As a general rule, csvkit is no longer adding new tools. This is the result of limited maintenance time as well as a desire to keep the toolkit focused on the most common use cases. Exceptions may be made to this rule on a case-by-case basis. We, of course, welcome patches to improve existing tools or add useful features.

If you decide to build your own tool, we encourage you to create and maintain it as a separate Python package. You will probably want to use the agate library, which csvkit uses for most of its CSV reading and writing. Doing so will safe time and make it easier to maintain common behavior with csvkit’s core tools.
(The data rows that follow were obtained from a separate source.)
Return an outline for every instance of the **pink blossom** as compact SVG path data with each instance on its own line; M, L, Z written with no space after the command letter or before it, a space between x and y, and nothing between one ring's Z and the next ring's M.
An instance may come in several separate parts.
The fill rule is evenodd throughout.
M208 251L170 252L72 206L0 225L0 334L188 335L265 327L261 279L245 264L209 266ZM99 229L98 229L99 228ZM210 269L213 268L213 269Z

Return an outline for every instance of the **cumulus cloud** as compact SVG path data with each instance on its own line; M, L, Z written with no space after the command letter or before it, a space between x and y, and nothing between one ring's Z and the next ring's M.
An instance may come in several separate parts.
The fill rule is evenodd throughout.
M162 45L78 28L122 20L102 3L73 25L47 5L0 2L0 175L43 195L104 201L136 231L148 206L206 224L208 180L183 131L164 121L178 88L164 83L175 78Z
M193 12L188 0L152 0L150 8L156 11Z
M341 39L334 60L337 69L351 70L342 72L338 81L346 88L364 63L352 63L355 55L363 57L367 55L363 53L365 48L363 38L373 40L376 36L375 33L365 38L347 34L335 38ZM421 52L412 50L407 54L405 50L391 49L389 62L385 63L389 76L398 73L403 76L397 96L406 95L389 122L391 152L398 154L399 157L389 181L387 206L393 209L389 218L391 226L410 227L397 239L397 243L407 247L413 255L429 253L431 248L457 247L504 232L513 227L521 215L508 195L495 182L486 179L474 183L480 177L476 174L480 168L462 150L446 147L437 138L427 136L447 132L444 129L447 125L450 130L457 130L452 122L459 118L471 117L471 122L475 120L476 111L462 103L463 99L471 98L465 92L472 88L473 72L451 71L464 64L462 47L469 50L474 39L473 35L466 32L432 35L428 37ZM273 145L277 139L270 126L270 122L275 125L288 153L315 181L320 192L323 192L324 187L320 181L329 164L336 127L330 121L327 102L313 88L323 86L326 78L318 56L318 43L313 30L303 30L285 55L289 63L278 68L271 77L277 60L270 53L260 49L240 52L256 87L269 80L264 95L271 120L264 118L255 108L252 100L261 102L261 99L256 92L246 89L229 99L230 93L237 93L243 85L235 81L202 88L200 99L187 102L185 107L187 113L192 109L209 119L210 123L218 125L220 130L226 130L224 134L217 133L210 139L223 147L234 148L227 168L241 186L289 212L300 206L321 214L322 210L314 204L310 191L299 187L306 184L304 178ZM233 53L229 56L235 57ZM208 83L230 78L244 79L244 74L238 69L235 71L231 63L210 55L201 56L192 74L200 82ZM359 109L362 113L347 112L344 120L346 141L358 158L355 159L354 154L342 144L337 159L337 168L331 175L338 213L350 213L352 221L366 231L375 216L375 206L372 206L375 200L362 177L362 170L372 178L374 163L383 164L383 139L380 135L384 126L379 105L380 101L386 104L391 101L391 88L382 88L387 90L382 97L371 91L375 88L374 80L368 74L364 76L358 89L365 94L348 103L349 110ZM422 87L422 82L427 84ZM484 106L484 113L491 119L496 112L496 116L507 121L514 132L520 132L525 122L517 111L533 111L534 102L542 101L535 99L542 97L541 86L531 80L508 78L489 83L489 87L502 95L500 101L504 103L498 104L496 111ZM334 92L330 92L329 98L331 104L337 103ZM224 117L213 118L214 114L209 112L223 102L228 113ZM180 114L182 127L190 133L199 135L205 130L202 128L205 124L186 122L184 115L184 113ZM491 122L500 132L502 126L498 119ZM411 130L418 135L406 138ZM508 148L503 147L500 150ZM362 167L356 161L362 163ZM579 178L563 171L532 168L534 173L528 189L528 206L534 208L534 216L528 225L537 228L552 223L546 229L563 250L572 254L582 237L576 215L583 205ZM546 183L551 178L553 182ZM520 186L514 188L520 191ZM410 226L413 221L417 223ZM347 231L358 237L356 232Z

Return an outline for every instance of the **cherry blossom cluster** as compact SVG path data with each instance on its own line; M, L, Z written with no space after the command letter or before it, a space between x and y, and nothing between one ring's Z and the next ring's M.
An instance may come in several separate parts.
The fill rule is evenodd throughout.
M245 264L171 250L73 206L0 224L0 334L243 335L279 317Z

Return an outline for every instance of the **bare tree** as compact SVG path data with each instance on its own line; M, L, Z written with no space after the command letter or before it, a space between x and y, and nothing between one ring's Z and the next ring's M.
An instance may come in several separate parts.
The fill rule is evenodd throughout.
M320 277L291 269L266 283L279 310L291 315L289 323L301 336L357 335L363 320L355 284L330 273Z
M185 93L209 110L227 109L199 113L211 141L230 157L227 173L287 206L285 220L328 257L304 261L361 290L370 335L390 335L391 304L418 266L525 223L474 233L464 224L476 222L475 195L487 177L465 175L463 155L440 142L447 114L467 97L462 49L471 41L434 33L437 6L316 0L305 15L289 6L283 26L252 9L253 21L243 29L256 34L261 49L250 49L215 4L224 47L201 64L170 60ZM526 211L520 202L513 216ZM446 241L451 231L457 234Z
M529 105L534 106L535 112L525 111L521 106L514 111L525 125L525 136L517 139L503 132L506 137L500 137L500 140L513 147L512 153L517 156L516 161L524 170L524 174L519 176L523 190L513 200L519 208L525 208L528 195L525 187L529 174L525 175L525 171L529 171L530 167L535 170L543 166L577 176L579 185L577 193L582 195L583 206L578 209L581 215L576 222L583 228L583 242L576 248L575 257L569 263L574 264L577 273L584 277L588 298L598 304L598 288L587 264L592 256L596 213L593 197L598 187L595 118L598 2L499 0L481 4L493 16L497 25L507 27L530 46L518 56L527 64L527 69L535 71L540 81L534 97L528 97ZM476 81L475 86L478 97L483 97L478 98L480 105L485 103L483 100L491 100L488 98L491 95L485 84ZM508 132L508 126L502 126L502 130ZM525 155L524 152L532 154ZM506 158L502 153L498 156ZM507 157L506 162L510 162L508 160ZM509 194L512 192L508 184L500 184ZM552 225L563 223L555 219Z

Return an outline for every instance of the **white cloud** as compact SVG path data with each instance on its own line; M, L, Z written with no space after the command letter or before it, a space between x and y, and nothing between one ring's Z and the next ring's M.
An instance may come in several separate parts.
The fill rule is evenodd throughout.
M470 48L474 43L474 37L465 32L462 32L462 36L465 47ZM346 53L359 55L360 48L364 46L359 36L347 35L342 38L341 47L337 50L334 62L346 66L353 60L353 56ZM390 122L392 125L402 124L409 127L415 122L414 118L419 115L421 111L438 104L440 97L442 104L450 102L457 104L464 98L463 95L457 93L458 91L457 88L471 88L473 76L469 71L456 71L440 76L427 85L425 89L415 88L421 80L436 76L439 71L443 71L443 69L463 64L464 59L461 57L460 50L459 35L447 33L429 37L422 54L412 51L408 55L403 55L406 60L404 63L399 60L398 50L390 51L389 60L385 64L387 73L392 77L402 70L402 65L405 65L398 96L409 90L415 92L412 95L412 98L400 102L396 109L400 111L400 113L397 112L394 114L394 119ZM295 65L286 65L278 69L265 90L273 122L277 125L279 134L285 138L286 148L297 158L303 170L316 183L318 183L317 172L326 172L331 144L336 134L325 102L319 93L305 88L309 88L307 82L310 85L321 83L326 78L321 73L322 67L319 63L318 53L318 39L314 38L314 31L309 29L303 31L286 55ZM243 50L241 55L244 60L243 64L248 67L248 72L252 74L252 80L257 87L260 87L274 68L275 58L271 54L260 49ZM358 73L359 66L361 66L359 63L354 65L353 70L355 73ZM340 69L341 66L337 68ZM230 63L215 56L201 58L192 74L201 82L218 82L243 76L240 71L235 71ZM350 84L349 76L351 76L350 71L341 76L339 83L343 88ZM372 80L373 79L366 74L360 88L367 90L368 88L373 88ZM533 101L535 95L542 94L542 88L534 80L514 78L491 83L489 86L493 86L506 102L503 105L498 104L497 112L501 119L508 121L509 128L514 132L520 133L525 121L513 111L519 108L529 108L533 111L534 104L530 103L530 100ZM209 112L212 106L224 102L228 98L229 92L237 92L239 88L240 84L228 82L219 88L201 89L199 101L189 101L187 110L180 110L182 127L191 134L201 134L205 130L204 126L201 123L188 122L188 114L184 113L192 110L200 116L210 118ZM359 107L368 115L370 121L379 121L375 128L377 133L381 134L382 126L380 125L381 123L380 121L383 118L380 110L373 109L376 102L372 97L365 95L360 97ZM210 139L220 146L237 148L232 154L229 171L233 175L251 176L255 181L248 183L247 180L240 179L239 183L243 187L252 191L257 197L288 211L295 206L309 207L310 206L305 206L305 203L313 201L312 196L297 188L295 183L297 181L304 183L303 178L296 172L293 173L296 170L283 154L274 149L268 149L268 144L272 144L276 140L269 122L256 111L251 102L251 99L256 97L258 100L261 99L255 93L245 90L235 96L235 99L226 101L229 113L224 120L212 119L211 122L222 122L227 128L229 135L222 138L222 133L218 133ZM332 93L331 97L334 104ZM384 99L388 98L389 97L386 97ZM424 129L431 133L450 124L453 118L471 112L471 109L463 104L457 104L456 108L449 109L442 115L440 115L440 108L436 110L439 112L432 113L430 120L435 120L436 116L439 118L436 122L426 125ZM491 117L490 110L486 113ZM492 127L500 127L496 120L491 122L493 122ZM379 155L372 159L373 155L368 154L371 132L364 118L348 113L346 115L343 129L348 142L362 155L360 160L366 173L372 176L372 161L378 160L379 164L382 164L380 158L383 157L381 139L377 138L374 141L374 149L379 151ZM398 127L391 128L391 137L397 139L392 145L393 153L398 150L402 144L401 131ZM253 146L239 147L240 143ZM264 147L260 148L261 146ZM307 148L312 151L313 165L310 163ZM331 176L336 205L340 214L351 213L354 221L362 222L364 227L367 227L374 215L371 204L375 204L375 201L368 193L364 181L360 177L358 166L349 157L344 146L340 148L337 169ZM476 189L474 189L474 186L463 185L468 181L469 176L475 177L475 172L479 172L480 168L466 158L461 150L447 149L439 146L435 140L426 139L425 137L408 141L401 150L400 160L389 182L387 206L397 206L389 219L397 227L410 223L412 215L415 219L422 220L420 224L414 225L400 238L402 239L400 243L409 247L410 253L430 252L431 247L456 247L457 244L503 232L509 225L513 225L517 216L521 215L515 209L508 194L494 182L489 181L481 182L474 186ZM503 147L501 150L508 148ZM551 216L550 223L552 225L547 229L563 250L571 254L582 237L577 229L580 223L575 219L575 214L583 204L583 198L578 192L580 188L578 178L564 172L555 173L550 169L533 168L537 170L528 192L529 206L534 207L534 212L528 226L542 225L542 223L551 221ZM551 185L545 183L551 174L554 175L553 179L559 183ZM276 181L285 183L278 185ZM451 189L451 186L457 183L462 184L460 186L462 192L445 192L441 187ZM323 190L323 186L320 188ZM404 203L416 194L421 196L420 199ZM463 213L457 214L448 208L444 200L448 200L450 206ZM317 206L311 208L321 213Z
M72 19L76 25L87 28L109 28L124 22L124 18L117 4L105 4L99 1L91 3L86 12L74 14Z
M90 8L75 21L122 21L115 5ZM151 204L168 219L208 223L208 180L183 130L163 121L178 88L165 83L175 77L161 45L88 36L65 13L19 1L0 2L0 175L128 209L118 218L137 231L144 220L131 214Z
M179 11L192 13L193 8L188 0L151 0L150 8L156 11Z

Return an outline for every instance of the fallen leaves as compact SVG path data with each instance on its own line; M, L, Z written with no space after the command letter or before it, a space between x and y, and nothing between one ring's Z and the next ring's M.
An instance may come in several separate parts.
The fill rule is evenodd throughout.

Streaming versus buffering

csvkit tools operate in one of two fashions: Some, such as csvsort, buffer their entire input into memory before writing any output. Other tools—those that can operate on individual records—write write a row immediately after reading a row. Records are “streamed” through the tool. Streaming tools produce output faster and require less memory than buffering tools.

For performance reasons tools should always offer streaming when possible. If a new feature would undermine streaming functionality it must be balanced against the utility of having a tool that can efficiently operate over large datasets.

Currently, the following tools stream:

Currently, the following tools buffer:

  • csvjoin
  • csvjson unless --stream --no-inference --snifflimit 0 is set and --skip-lines isn’t set
  • csvlook
  • csvpy
  • csvsort
  • csvsql
  • csvstat
  • in2csv unless --format ndjson --no-inference is set, or unless --format csv --no-inference --snifflimit 0 is set and --no-header-row and --skip-lines aren’t set

Legalese

To the extent that contributors care, they should keep the following legal mumbo-jumbo in mind:

The source of csvkit and therefore of any contributions are licensed under the permissive MIT license. By submitting a patch or pull request you are agreeing to release your contribution under this license. You will be acknowledged in the AUTHORS file. As the owner of your specific contributions you retain the right to privately relicense your specific contributions (and no others), however, the released version of the code can never be retracted or relicensed.